Tuesday, June 3, 2014

Organizations of Kindness

I want to belong to organizations of kindness.

Yesterday, I met with a friend I work with. We are planning a three-week summer institute devoted to writing, reading, and teaching. The point is to create something the participants will savor, that will change their lives. We do that by creating room for each person to share themselves and take chances. It isn't about my friend and me. It's all about our people. We help create an organization of kindness. What a blessing! No wonder the work of planning sets me trembling with delight.

Last night, after dinner, my wife and I took the dog for a walk. We hadn't seen much of one another, our day so busy, and we were as grateful as the dog for the chance to stroll side by side. The sound of my wife's voice is a kindness all its own. We talked about our daughters. We both worry about them, wondering if we are doing right. Our walk was an expression of kindness and caring for one another, for our daughters, and the dog.

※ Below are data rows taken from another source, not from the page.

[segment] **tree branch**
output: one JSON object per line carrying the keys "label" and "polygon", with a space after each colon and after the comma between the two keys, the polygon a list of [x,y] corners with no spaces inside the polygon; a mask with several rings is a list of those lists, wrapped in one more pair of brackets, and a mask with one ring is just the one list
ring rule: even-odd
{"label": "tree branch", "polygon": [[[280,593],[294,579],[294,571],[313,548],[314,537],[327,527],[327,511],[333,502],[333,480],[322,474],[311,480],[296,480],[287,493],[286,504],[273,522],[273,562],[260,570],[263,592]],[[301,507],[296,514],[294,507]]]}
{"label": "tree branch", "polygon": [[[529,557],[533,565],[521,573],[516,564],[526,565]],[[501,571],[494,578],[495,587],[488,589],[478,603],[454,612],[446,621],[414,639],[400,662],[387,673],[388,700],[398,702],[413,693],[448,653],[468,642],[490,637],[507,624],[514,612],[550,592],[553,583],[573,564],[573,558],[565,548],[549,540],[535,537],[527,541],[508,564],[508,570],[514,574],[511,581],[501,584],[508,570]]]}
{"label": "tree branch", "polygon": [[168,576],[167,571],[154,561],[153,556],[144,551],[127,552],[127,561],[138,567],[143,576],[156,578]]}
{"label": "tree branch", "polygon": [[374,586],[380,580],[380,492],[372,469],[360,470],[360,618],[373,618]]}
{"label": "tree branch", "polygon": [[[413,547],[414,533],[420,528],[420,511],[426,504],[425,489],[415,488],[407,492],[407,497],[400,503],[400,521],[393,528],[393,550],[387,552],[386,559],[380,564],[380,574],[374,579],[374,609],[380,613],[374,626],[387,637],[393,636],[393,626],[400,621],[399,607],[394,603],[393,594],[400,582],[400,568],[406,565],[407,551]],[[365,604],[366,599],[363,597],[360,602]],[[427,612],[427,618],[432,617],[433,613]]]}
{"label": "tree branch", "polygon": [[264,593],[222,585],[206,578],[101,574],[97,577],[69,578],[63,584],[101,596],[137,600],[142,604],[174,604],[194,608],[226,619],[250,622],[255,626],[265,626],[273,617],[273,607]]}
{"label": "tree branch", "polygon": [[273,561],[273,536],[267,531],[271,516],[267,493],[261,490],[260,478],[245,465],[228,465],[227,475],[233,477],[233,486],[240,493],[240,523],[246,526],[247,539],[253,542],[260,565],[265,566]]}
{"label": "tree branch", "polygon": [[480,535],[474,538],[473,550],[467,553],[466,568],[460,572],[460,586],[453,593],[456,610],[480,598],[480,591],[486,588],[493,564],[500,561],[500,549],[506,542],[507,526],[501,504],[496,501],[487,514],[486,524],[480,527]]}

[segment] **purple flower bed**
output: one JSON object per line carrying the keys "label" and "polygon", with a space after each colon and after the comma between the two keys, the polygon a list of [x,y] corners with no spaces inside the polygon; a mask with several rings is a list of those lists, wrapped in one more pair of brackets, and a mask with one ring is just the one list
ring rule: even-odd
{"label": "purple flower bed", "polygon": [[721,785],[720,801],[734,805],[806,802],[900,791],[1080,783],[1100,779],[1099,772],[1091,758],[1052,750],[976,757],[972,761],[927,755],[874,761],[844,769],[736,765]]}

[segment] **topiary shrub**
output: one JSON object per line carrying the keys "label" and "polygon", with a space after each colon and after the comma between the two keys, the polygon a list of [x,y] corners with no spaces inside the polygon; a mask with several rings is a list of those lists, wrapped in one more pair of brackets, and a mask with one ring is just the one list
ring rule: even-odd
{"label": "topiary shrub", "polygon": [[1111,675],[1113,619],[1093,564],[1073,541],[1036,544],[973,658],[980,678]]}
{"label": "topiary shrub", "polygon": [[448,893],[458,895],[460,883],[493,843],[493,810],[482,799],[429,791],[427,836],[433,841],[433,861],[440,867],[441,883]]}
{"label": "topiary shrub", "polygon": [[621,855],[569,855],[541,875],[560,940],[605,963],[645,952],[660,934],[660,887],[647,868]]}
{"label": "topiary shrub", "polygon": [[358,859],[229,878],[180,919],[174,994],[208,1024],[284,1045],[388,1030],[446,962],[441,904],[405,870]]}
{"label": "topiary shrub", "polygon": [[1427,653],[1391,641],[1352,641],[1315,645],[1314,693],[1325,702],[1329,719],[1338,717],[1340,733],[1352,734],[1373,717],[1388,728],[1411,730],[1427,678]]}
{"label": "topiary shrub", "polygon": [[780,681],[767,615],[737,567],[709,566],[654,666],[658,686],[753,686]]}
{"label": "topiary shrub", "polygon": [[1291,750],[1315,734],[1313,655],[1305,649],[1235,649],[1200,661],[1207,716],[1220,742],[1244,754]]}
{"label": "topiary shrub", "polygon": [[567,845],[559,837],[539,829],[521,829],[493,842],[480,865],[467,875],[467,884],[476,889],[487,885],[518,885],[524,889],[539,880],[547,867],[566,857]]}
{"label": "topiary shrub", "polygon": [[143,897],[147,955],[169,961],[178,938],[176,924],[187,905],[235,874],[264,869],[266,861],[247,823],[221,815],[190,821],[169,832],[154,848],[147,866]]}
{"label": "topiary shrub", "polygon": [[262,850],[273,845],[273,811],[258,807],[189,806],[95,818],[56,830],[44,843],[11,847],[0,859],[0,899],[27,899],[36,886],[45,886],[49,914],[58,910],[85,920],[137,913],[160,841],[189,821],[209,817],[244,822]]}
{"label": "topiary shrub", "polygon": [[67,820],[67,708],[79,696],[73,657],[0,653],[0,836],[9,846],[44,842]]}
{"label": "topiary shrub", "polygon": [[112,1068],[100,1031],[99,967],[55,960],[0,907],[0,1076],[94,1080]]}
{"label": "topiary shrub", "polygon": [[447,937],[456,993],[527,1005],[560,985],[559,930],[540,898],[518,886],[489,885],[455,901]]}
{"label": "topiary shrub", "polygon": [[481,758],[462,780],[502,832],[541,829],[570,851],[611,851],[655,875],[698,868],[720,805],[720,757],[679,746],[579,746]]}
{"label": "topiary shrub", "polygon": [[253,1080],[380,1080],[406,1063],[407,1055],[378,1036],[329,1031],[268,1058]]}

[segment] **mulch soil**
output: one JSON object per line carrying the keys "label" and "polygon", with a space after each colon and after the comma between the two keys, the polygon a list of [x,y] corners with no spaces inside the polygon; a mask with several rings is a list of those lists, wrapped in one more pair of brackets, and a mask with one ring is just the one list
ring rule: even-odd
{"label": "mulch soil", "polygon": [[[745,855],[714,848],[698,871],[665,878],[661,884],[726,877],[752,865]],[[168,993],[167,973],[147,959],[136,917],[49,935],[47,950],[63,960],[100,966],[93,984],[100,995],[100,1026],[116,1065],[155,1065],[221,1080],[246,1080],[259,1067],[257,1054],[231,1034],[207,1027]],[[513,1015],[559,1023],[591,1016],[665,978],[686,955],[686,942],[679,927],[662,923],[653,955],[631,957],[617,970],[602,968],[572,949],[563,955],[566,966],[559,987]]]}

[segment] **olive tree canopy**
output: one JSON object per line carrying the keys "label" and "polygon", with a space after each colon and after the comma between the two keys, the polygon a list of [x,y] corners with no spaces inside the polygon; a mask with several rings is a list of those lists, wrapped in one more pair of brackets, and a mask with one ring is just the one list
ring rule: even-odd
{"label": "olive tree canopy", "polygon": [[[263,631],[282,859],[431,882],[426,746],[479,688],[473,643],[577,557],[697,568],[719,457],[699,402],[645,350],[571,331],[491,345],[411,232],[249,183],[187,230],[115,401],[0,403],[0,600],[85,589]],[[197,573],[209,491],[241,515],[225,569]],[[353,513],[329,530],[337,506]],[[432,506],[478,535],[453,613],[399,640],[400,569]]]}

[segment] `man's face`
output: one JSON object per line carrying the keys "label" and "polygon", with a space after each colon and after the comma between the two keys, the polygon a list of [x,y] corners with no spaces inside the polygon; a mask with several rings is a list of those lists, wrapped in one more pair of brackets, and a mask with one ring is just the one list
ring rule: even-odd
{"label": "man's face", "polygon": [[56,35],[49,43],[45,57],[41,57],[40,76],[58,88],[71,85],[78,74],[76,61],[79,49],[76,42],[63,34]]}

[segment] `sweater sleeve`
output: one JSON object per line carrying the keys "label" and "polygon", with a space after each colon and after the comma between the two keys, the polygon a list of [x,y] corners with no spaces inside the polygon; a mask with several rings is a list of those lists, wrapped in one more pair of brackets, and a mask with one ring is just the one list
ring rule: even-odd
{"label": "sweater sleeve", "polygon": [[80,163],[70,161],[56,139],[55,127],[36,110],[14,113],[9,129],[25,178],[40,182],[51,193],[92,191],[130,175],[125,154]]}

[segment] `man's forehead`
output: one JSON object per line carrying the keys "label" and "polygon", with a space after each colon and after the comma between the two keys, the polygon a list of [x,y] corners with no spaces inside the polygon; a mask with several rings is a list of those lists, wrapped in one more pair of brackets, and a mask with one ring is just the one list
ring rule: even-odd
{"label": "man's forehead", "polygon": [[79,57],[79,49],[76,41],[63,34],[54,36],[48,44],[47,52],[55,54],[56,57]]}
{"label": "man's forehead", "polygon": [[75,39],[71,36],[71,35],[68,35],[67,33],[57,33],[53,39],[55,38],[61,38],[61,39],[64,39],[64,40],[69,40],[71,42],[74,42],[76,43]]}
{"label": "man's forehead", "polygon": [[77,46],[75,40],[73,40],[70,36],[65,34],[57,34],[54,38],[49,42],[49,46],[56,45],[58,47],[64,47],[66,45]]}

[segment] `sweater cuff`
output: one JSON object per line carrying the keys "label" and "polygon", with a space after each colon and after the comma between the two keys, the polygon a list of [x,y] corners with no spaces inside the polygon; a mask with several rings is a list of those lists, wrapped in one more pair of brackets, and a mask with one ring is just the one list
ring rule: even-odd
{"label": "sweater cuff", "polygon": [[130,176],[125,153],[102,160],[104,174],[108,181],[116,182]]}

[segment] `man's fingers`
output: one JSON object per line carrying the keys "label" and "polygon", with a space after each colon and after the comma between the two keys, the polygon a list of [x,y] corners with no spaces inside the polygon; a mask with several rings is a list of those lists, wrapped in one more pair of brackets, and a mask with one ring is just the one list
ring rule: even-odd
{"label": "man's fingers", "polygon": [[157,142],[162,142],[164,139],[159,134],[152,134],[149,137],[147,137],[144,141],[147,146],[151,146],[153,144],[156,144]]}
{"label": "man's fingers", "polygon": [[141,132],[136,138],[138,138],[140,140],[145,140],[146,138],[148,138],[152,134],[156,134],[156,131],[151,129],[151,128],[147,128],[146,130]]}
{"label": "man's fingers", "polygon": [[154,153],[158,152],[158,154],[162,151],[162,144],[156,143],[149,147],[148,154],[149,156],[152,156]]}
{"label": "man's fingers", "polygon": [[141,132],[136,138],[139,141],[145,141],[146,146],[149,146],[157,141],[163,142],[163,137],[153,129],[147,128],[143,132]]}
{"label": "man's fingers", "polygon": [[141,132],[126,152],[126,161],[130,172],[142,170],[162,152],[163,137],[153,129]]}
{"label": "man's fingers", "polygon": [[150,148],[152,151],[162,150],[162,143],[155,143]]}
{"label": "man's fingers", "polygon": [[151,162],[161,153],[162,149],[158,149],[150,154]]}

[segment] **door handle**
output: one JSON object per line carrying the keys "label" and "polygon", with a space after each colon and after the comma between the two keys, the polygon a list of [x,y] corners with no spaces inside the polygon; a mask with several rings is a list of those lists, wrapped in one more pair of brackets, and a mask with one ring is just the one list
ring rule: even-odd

Years ago I worked in an English department at Fayetteville-Manlius. I was the kid there. Most of the teachers had been my high school teachers yet, through some kind of magic, they treated me as an energetic if occasionally misguided colleague welcomed into their family of teachers. They gave me reams of plans, hours of advice, and patient of ears. They taught that master teachers listen to and guide young, green kids longing to be teachers. They cared for me as if I was their own child.

As I look for a new job, I have called on friends for favors, something with which I'm awkward. I've long believed that it is intrusive to bother anyone and that I should do things on my own. I'm afraid to ask for help but there's no way around it. So I've asked and every time, I've received kindness above what I have asked and beyond what I expected. Friends offer to serve as references, suggest people to whom I might apply, help me revise my applications, and offer to make calls on my behalf.

I suppose that some of these aren't organizations so much as family and clutches of friends. That word, organizations, came to mind because of my job. I work in an organization based on something other than kindness. I'm sympathetic to their plight, but understanding what the place is and is not is has me looking for something new. I know what I want and need. I know what is missing in my life. I'm not looking to break up the organization or reform it. I just know it's time to leave.

I love working in the writing project, walking and talking with my wife about our daughters, being surrounded by the kindness of friends and colleagues. Choosing those and leaving organizations based on something other than kindness is good sense. Kindness makes my world go round. I'm greedy for more of it for no better reason than it helps me breathe, smile, and write on.